If you don’t consider the scarcity of water a huge issue for the citizens of this planet, you haven’t been paying attention. Water scarcity affects 2.7 billion people worldwide for at least a month a year and it is getting worse.
Are we in the hospitality industry paying attention?
Several recent examples of this have me wondering.
- During a stay in a drought-stricken, water-restricted town in Texas, the ice bucket in my room was filled every night without request. It is one of their guest services. I tried desperately for the three nights of my stay to get this “service” to stop, but was not successful.
- At a recent conference in California, the hotel caterer required all the water glasses were pre-filled. When the event coordinator pleaded to instead have just a pitcher of water and glasses on each table, she was told it was a “labor union policy.” It was not until this event coordinator elevated her request to the General Manager, citing Governor Brown’s recent Drought Emergency Act, that the practice was discontinued “for this event only.”

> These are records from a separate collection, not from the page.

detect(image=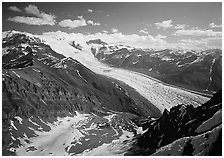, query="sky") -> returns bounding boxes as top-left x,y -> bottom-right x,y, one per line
2,2 -> 222,50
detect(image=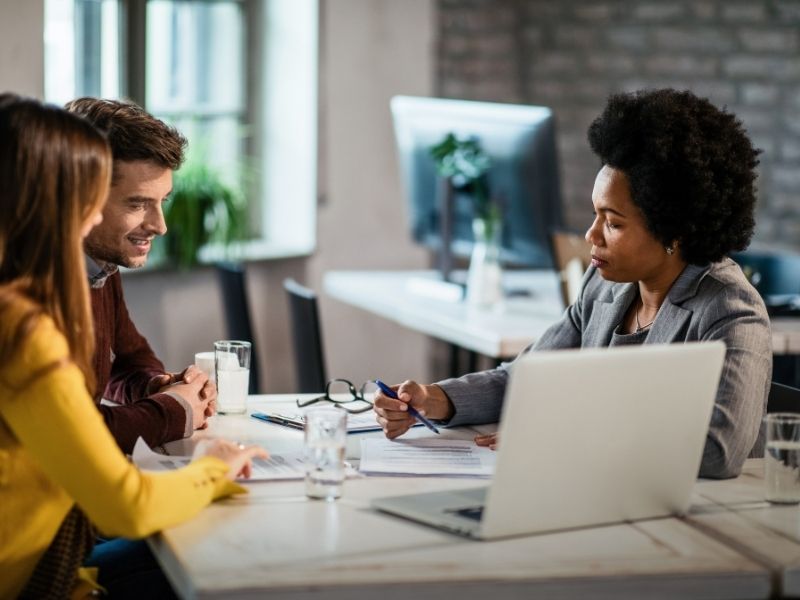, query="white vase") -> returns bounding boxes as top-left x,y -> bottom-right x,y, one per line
467,219 -> 503,308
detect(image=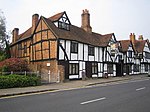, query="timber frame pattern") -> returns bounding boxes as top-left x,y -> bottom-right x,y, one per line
10,9 -> 150,81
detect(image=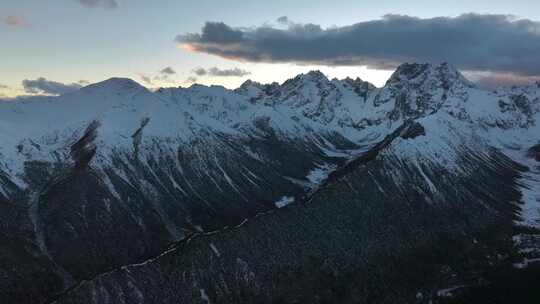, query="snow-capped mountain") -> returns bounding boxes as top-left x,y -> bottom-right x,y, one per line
0,64 -> 540,303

- Another hotel in a city facing water restrictions is clinging to the idea that all of their guests need their sheets changed (and washed) every single day without giving guests the chance to opt out of the program.
Again, are we paying attention? Can our industry be part of the solution and not part of the problem?
As meeting professionals, both planners and suppliers, we have an enormous opportunity to make an impact just by making more responsible choices, to be aware of the consequences of our requests on the communities where our events are held. Most of these choices are the low-hanging fruit of water conservation.
The “higher-hanging fruit” food and beverages choices will be next. Here are some examples of the water footprint of commonly ordered products to think about.
- 1 gallon of wine requires 1,008 gallons of water
- 1 gallon of coffee requires 880 gallons of water
- 1 gallon of tea requires 128 gallons of water
And if that doesn’t hit where it hurts, how about
- 1 lb. of chocolate requires 3,170 gallons of water
We talk a lot about how mighty the travel/meeting industry is and about our buying power. Let’s put it to good use for the fellow citizens of this planet!